Hi Team, using Prefect Server (version 0.14.1) wit...
# prefect-server
n
Hi Team, using Prefect Server (version 0.14.1) with Dask Gateway. I am using the
map
method under Flow to run the same task in parallel for different inputs. It is working fine but not using all the Dask workers, which is causing Dask to run into resource/communication errors. How can I tell Prefect flow to run only one mapped task per worker?
Error from Dask worker logs
This mapped task has 15 runs but all running on the same worker - 1 or 2 at a time. And after 12 runs, worker shows this message above and the flow does not proceed further at all.
k
I am not sure. Does your cluster have the workers beforehand or does it autoscale up?
n
GKE cluster has autoscaling enabled. Dask cluster is spun up when the Flow run starts.
k
How many workers does it start with?
n
I see that Dask cluster is spinning up all the workers I requested but it is using only one to run all iterations of the mapped task. Hence, running into errors.
I have set it to have minimum 5. Tried upto 20 as well. It is able to start all those workers, just doesn’t use them.
k
Can I see how you set up your Dask cluster?
Someone does seem wrong with the scheduler, what behavior do you see without Prefect?
n
Using this function with the
DaskExecutor
and this is how the cluster is setup:
Copy code
def create_cluster(min_workers, max_workers, docker_image, proxy_address):
        secret_client = secretmanager.SecretManagerServiceClient.from_service_account_json(
            'secrets/xxxxxxx.json')

        response = secret_client.access_secret_version(
            name="projects/xray-dev-dev-839i/secrets/dask-gateway/versions/latest")
        secrets = json.loads(response.payload.data.decode('UTF-8'))

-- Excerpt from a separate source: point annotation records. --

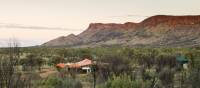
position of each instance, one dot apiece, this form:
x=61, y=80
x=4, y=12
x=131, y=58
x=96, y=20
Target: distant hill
x=155, y=31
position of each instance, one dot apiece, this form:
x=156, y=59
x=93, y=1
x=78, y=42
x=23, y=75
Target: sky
x=34, y=22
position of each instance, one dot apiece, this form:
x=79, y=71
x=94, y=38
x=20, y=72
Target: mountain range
x=155, y=31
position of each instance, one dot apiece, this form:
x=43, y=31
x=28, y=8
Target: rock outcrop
x=160, y=30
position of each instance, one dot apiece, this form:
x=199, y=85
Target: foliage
x=57, y=82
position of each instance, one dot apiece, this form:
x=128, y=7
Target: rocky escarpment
x=160, y=30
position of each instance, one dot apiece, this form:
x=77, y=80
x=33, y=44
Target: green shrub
x=123, y=81
x=57, y=82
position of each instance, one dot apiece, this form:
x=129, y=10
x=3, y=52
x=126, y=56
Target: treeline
x=123, y=67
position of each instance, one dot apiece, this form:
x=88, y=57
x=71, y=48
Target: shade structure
x=84, y=62
x=80, y=64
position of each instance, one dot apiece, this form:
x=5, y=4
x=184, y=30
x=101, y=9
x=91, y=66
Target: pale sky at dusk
x=34, y=22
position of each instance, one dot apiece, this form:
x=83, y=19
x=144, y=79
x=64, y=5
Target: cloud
x=129, y=15
x=20, y=26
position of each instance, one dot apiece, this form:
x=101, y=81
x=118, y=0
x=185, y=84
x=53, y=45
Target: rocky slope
x=155, y=31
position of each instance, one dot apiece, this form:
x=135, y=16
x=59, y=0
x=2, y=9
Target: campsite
x=101, y=67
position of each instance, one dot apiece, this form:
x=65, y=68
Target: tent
x=182, y=59
x=60, y=65
x=80, y=64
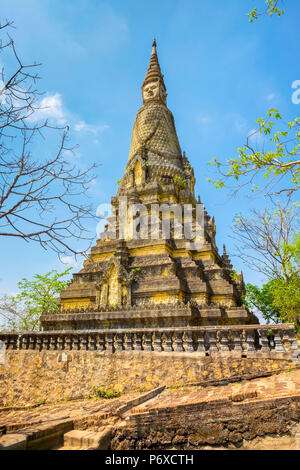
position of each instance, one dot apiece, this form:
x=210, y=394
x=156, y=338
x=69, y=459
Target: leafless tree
x=266, y=240
x=42, y=200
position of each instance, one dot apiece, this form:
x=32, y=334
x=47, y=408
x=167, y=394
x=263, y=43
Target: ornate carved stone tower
x=129, y=281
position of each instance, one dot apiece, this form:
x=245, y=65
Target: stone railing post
x=92, y=342
x=110, y=341
x=279, y=349
x=237, y=343
x=100, y=342
x=168, y=341
x=201, y=343
x=119, y=342
x=223, y=338
x=60, y=342
x=148, y=340
x=24, y=342
x=157, y=345
x=250, y=338
x=264, y=340
x=179, y=341
x=68, y=342
x=39, y=343
x=138, y=344
x=129, y=341
x=83, y=342
x=31, y=341
x=212, y=342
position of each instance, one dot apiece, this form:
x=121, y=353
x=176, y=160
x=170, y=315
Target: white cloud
x=240, y=124
x=271, y=96
x=204, y=119
x=82, y=126
x=51, y=108
x=255, y=137
x=70, y=261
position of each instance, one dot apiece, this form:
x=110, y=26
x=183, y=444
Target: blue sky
x=221, y=73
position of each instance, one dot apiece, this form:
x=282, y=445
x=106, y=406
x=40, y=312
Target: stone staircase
x=87, y=440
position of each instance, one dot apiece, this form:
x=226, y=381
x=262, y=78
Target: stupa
x=142, y=281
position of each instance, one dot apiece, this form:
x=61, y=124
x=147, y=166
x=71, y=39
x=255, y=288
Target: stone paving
x=284, y=384
x=63, y=410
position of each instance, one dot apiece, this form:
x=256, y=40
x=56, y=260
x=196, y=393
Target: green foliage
x=103, y=393
x=36, y=297
x=234, y=275
x=180, y=182
x=262, y=300
x=269, y=240
x=271, y=10
x=280, y=160
x=277, y=300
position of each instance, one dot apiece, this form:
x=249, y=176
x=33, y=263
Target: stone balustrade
x=236, y=341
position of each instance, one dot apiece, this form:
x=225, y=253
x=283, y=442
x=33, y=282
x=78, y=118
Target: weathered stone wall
x=31, y=376
x=219, y=423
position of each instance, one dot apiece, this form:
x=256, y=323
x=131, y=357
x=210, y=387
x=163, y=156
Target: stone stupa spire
x=154, y=128
x=154, y=88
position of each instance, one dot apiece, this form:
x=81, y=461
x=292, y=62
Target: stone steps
x=87, y=440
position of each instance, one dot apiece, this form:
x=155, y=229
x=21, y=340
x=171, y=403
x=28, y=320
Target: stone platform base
x=31, y=377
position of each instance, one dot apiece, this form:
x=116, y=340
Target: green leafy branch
x=271, y=10
x=283, y=159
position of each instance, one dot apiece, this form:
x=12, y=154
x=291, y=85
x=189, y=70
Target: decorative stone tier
x=236, y=341
x=159, y=316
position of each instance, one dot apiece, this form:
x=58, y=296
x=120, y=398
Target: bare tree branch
x=41, y=199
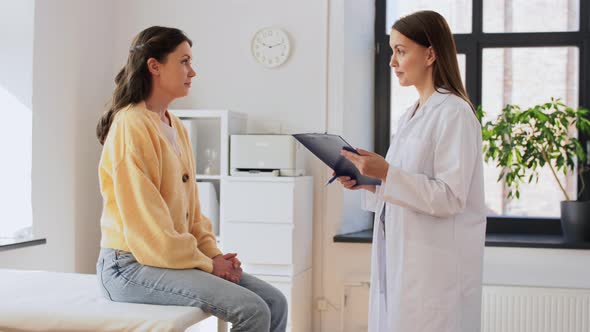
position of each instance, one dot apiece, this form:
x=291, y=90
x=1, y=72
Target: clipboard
x=327, y=148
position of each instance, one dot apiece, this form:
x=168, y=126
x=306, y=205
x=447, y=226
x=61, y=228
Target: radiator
x=535, y=309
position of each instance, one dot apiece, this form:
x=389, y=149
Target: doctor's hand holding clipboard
x=369, y=164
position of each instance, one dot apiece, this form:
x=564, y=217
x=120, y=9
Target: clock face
x=271, y=47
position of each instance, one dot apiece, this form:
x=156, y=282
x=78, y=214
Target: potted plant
x=523, y=141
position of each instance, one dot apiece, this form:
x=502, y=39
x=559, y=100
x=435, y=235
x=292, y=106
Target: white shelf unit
x=210, y=130
x=268, y=222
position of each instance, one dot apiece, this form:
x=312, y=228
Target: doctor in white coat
x=429, y=230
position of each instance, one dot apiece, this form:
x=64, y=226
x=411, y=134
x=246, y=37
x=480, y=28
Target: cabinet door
x=259, y=243
x=258, y=202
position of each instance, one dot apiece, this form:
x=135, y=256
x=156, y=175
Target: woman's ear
x=430, y=56
x=153, y=66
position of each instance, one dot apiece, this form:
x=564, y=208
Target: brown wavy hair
x=133, y=83
x=429, y=29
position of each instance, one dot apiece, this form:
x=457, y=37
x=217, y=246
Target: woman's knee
x=279, y=302
x=254, y=313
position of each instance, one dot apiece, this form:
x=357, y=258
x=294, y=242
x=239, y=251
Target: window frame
x=472, y=45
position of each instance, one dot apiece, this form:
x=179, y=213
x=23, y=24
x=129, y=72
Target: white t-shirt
x=170, y=133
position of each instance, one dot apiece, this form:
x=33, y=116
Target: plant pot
x=575, y=221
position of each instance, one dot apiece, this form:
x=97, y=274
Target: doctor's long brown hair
x=430, y=29
x=133, y=83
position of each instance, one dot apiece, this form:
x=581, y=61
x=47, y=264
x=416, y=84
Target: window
x=16, y=147
x=518, y=52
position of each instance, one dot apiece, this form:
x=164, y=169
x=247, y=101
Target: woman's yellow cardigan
x=150, y=200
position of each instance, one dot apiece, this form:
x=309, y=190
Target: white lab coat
x=426, y=267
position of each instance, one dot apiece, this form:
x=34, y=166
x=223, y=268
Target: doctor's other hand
x=368, y=163
x=350, y=184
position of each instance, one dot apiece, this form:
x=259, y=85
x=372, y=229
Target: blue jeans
x=252, y=305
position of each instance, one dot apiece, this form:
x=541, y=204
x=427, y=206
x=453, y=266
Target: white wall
x=16, y=89
x=70, y=87
x=16, y=56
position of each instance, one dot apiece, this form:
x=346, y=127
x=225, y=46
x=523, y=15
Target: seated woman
x=156, y=246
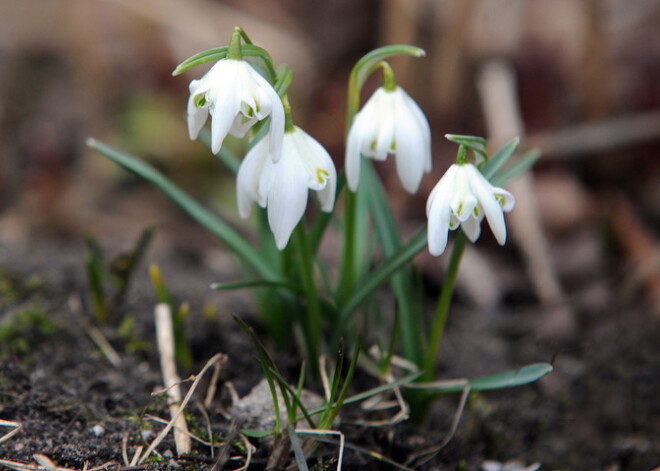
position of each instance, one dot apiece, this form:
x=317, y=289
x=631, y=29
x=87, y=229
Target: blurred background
x=579, y=278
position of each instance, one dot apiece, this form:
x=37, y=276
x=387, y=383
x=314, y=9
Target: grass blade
x=497, y=161
x=522, y=165
x=213, y=224
x=382, y=274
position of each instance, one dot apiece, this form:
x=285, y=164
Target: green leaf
x=235, y=241
x=124, y=266
x=299, y=453
x=284, y=79
x=365, y=67
x=228, y=158
x=267, y=364
x=507, y=379
x=258, y=433
x=402, y=282
x=218, y=53
x=474, y=143
x=522, y=165
x=255, y=284
x=406, y=380
x=390, y=266
x=210, y=55
x=497, y=161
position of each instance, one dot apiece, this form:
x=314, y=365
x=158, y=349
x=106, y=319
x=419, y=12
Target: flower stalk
x=444, y=301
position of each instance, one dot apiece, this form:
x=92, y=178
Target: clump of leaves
x=21, y=330
x=109, y=280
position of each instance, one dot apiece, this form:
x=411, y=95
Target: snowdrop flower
x=463, y=197
x=390, y=123
x=283, y=187
x=236, y=97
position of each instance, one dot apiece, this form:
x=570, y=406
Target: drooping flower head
x=462, y=198
x=283, y=187
x=390, y=123
x=236, y=97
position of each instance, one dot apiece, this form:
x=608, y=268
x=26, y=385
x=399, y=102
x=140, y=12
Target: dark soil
x=599, y=409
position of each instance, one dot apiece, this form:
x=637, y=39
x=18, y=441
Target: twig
x=171, y=380
x=501, y=110
x=169, y=426
x=596, y=137
x=16, y=426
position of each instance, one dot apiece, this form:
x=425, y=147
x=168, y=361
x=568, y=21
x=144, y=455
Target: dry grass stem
x=213, y=385
x=16, y=426
x=171, y=380
x=182, y=406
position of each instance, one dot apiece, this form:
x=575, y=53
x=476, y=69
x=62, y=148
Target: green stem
x=444, y=301
x=234, y=51
x=312, y=324
x=348, y=255
x=379, y=276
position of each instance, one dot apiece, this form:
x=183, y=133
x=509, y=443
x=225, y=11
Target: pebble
x=98, y=430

        # connect to dask-gateway proxy
        auth = BasicAuth(password=secrets['dask_gateway_secret'])
        gateway = Gateway(address=proxy_address, auth=auth)

        options = gateway.cluster_options()

        options.environment = {
            "DASK_DISTRIBUTED__COMM__TIMEOUTS__CONNECT": "3h",
            "DASK_DISTRIBUTED__COMM__TIMEOUTS__TCP": "3h",
            "DASK_DISTRIBUTED__COMM__RETRY__COUNT": "3",
            "DASK_DISTRIBUTED__ADMIN__TICK__LIMIT": "3h",
            "DASK_DISTRIBUTED__DEPLOY__LOST_WORKER_TIMEOUT": "1h",
        }

        options.image = docker_image
        options.worker_memory = 80  
        options.worker_cores = 8 
        cluster = gateway.new_cluster(options)
        cluster.adapt(minimum=min_workers, maximum=max_workers)
        return cluster
k
Nothing stands out here. I think you’d need to try using the Dask cluster without Prefect to see the behavior. I haven’t been able to dig anything around this Dask issue where the workers are not being used by the scheduler
n
I tried using Dask on its own and its behaving as expected with mapping or distribution. Also, only one of the mapped Prefect tasks is using single worker, all other mapped tasks in the flow are using multiple workers.
k
Ah okay that sounds like it may have been treated as a reduce. Do you have a minimal example?
It like has to do with chaining mapped tasks right?